How to get entire utf8 char?

Hi,

I compare two String char by char.
There are utf8 string.

In the documentation, for char_indices function on String, we have this example to access the char at some index.
But in fact, it is not the entire char... it is some part of the encoded char.

let yes = "y̆es";

let mut char_indices = yes.char_indices();

assert_eq!(Some((0, 'y')), char_indices.next()); // not (0, 'y̆')
assert_eq!(Some((1, '\u{0306}')), char_indices.next());

 // note the 3 here - the previous character took up two bytes
assert_eq!(Some((3, 'e')), char_indices.next());
assert_eq!(Some((4, 's')), char_indices.next());

assert_eq!(None, char_indices.next());

In my code, I try to find the first char that differ between two string and print a part of the string to see the difference [some char before if possible and some char after if possible].
But how to get the entire char ?
I want to get the entire char 'y̆', for exemple knowing just its index...

You are probably looking after graphemes.

2 Likes

That's not possible because Unicode doesn't work that way. is combination of two codepoints.

There are crates that may help you to get the more human-like things from string, like unicode_segmentation.

But you really need to read some kind of documentation about Unicode if you want to go that way. Believe me, that rabbit hole is pretty damn deep.

5 Likes

Thank you very much. I was thinking there were tools in String. I will read that. Thank you to mention these features.

yeah the issue you are having is actually about graphenes, 1 utf8 graphene like y̆ can be more than one codepoint(also often called char) in this case its y and \u{0306} which is a modifier

2 Likes

Basically: the story there is that many operations that you may want and that are feeling “simple” become very tricky and convoluted with Unicode.

Every single damn thing that you may imagine becomes a pile of tables that you need to consult and apply.

It's also why UTF-8 is proper representation of Unicode string: the advantage that other representation have, direct access to codepoint in a string… have zero applications to real-world algorithm if you want to support flags, emoji and the whole zoo that humanity invented.

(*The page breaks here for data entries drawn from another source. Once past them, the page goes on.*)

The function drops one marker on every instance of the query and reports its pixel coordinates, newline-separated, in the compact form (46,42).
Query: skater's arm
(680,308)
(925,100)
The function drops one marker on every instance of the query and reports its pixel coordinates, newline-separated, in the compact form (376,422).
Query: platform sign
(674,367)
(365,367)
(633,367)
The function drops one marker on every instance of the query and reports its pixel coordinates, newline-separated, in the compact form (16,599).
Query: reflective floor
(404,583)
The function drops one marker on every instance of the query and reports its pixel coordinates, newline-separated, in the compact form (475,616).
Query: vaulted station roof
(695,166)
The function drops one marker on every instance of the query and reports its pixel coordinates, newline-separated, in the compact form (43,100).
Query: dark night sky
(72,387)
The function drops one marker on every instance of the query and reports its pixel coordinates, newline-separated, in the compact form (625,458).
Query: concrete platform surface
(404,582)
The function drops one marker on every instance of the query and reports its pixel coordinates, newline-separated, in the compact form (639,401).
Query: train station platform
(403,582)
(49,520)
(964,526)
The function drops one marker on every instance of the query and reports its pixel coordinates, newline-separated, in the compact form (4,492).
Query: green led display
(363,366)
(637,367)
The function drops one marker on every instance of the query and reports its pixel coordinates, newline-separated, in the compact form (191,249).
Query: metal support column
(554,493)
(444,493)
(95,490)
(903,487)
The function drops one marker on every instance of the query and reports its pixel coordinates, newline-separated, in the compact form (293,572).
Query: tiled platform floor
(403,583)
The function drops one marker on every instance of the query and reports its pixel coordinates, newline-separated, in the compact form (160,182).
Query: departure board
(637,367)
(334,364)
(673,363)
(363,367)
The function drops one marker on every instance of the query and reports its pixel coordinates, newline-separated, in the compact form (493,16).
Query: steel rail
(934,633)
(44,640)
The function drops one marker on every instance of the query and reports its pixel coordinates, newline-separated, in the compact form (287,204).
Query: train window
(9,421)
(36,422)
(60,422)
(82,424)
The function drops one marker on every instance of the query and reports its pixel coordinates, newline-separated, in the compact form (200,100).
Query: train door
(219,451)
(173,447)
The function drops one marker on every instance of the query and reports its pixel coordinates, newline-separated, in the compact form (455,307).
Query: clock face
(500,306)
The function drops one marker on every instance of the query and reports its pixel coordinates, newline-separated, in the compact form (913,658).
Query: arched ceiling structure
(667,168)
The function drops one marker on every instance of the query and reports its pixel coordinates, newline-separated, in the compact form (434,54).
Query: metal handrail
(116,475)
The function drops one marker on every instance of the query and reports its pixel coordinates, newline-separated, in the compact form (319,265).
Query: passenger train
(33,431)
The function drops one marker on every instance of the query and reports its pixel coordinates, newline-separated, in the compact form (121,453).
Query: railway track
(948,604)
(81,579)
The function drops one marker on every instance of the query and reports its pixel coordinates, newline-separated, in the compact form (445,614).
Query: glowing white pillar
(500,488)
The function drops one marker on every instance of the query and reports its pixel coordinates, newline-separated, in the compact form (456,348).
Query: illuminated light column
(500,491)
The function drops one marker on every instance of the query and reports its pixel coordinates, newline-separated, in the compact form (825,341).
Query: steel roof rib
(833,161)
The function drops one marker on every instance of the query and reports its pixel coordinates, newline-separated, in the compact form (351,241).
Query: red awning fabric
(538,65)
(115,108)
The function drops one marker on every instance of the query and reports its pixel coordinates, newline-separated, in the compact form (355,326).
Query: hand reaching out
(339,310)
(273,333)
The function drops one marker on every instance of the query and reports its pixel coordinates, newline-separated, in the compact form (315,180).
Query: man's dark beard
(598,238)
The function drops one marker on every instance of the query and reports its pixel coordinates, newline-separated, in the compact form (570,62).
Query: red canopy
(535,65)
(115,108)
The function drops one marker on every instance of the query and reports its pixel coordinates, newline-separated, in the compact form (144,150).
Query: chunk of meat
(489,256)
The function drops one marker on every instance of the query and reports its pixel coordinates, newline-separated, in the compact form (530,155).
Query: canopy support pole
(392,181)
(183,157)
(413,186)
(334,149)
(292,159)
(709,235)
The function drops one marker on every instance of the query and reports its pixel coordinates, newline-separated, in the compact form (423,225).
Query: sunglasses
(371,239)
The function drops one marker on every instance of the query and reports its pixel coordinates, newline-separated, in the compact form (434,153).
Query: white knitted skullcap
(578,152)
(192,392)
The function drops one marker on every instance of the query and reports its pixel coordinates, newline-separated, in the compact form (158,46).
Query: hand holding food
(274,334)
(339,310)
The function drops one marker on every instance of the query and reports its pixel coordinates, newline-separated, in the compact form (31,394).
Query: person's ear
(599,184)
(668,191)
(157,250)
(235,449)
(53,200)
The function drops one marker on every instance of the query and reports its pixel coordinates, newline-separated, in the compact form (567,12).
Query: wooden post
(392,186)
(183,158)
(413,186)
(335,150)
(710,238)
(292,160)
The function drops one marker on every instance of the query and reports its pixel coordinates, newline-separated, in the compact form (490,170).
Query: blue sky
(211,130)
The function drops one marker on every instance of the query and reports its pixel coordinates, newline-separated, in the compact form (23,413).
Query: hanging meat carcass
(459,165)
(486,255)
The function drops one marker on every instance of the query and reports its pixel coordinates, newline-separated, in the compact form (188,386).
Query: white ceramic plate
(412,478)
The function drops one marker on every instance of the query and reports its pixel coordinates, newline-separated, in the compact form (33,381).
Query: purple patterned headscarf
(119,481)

Thus arguments against UTF-8 are sounding more of “give us UTF-32 or UTF-16 so it would be easier to write broken and incorrect code”… when phrased like that choice that Rust did becomes obvious: basic operations on code points are in std, but operations that require tables that are tens of megabytes in size (I'm not joking!) don't belong to std, you need to decide what to do about them on case-by-case basis.

3 Likes

The Rust standard library includes tools for working with text data byte-by-byte, or codepoint-by-codepoint. Those can be implemented easily and with minimal cultural data requirements because they're "just numbers." Those approaches work great for dealing with data storage, retrieval, and transmission, and for converting between encodings.

The problem you're trying to solve, of identifying the thing a person reading the text would consider to be a single letter, is not well-supported by the Rust standard library. Frankly, that's probably a reasonable choice: recognizing character divisions requires some extensive and frequently-updated data, which would make it a poor match for Rust's release cadence. Instead, that capability lives in crates like this one.

I would also encourage you to read up on Unicode normalization forms - your test string has at least two distinct representations as sequences of codepoints, and your test results will depend on which representation you use. (They are, respectively, a codepoint representing a y followed by a codepoint representing a combining mark tilde accent, and a single codepoint representing y with a tilde accent.)

6 Likes